Dieses Jahr waren es zb auf der Ps3 : The Last of Us , Far Cry 3 , Splintercell Blacklist und Ac 3 das sind so die Titel die ich vorzugsweise auf der ps3 genieße wo (wie vom Te beschrieben) ich mich auf die Kautsch schmeißen kann und genießen kann .
Das war in diesem Jahr besonders The Last of us *_*

Auf dem Pc : hier habe ich dieses Jahr mein mit Abstand liebstes Spiel vom Single Player gespielt : 
BIOSHOCK INFINITE , es hat mich einfach mit gerissen : die Musik die Personen die Story , die Zeit in der es Spielt , hier hat für mich einfach alles gepasst es war einfach nur Wow , es ist der einzige Titel der mich richtig mitgerissen hat , wo ich es nicht einfach durchgespielt habe..

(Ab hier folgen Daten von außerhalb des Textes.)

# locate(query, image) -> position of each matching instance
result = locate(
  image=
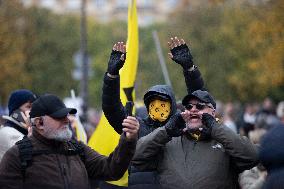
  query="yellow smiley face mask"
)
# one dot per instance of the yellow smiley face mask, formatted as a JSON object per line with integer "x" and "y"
{"x": 159, "y": 110}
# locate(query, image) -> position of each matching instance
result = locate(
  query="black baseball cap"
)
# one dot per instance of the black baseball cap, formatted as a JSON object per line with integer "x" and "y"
{"x": 51, "y": 105}
{"x": 203, "y": 96}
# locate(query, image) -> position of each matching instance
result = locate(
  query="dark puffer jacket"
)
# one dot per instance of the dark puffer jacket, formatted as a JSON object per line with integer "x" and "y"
{"x": 115, "y": 113}
{"x": 60, "y": 171}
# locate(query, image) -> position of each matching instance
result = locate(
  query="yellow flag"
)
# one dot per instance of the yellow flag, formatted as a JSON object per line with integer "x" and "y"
{"x": 105, "y": 139}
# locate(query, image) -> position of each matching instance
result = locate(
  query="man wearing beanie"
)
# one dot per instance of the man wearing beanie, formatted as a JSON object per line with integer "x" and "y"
{"x": 159, "y": 101}
{"x": 194, "y": 150}
{"x": 14, "y": 129}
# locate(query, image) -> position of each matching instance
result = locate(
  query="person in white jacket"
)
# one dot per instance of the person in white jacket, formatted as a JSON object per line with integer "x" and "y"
{"x": 15, "y": 126}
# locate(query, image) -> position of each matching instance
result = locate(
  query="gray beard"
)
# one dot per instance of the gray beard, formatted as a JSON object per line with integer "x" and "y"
{"x": 59, "y": 134}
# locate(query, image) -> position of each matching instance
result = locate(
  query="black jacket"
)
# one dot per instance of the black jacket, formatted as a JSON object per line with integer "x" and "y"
{"x": 115, "y": 113}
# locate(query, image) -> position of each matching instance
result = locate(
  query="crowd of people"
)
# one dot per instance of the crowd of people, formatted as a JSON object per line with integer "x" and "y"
{"x": 197, "y": 143}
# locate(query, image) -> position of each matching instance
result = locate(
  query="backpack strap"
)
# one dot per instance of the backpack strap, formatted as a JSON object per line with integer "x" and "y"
{"x": 25, "y": 152}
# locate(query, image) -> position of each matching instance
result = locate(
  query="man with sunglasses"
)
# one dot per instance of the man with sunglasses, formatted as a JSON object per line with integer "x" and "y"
{"x": 50, "y": 159}
{"x": 194, "y": 150}
{"x": 159, "y": 101}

Dann war da noch Crysis 3 bei Crysis erwarte ich keine Story wie The Last of us USW. Sondern das Gameplay und Story einiger Maßen gut miteinander harmonieren und das war für mich der Fall .

Kampagnen wie bei Battlefield und Cod spiele ich generell nicht als Beispiel muss man sich nur einmal das Review von AltF4Games zu Bf4 anschauen , dann was jeder was ich meine (nicht die bucks sondern einfach der ganze Rest bis auf ein paar Ausnahmen)


----------